次日,青八子要离开了,我问他联系方式,他没多说,有点“最好不见”
的意思。
把他送到车站,看着他坐上最后一班列车,忧郁惆怅别离所具备的故事因素还没集齐,傅暖梦仰天长啸,附近的人投以异样目光。
我觉得青八子是去追艾薇那伙人,问他什么也不说,我就失去探究的兴致了。
“你笑什么?”
“哈哈,菜爷是高兴啊。玉皇大帝放屁,神气!咱们终于翻身当家做主,哈哈,你瞧瞧,菜爷特别留了一手呢!”
说着,傅暖梦把我拉到角落里,偷偷给我看他的战利品。
在古墓地宫,我顺手拿了面铜镜,不是什么值钱的宝物。
青八子还算够意思,垫付了医药费,也没拿傅暖梦的欠条逼他卖肾。
角落里,一抹宝光映入我眼中,纯白如云的玉器落在我手心。
有拳头大小,是个酒杯,被雕琢成莲花造型,下有两条浮龙捧日,极具冲击力,绝对是皇家工匠的手笔。
不提这玉器的年代和灵动十足的雕工。
光说玉杯的材质,我虽不是什么专家,但还是一眼认出来,是羊脂级的极品和田玉!
这是什么概念?光拳头大的极品羊脂玉料,现在就值百万上下。
何况这细腻生动的雕工,苍龙逐日的手笔,堪称是件珍宝。
我赶紧把玉杯塞回去,满脸紧张的问道:“这。。。你哪来的?”
“嘿嘿,菜爷蝎了虎子撩门帘儿,露一小手。惊到了吧?当时主墓室里,满地狼藉,多亏菜爷这双眼睛,嘿嘿,咱们这趟不白来吧?”
我最多是拿个铜镜。傅暖梦倒好,直接把主棺里最值钱的东西掏了出来。
莲花双龙玉杯,是放在墓主枕边的贴身之物,算得上价值连城。
“嘶,你胆子太大了吧。咱们不是说好了,一切为了艺术,坚决反三俗。”
我生怕被人注意到。
“切,人无横财不富,马无夜草不肥。行啦,小孩子没眼光,关键还得看咱的手艺。你估估价,值多少?”
“不好说,挺冒险的。这是件珍宝,搞不好还没出手,先被人给抓了。”
“得,菜爷带你去燕京玩半个月,领你逛逛琉璃厂,爬爬长城,顺道把东西给出了。咱们钱平分,过几年好日子。”
心说不太对,我又问道:“两百块呢,你不打算分给他?”
提起青八子,傅暖梦脸上岂止是愤愤,简直别有幽愁暗恨生:“我分他个锤子!”
“别那么小心眼,不就是整了你几次,好歹他救过咱们,咱们不能恩将仇报。他小心眼记仇,咱们豁达开朗,越能体现咱们的人格魅力不是?”
“不听不听,王八念经。你要是哆哆嗦嗦,菜爷自己去琉璃厂把它卖了。
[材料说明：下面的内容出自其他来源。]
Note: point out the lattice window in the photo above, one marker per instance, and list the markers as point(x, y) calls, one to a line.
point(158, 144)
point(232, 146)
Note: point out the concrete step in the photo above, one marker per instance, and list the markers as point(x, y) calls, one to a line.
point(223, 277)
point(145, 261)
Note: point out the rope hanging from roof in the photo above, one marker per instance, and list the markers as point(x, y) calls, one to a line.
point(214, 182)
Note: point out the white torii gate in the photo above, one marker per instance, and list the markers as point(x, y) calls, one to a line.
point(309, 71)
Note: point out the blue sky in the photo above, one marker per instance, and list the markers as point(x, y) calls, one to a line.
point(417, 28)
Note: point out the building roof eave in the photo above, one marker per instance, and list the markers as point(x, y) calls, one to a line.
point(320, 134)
小宝贝,菜爷全靠你发财,啵!”
看来傅暖梦对青八子的感情真是欲语还休。
无奈之下,我跟着订飞机票,往燕京去了。
等把玉杯出手,找机会联系青八子,再把他那份给他吧。
玉杯确实神奇,尘封地宫数百年,丝毫不显陈旧。
整个玉杯没有任何杂质,极品的羊脂级和田玉宛若云霞流光。
捧在手里,略有温热,像优乐美似的。
燕京,三朝帝都,确实是个好地方。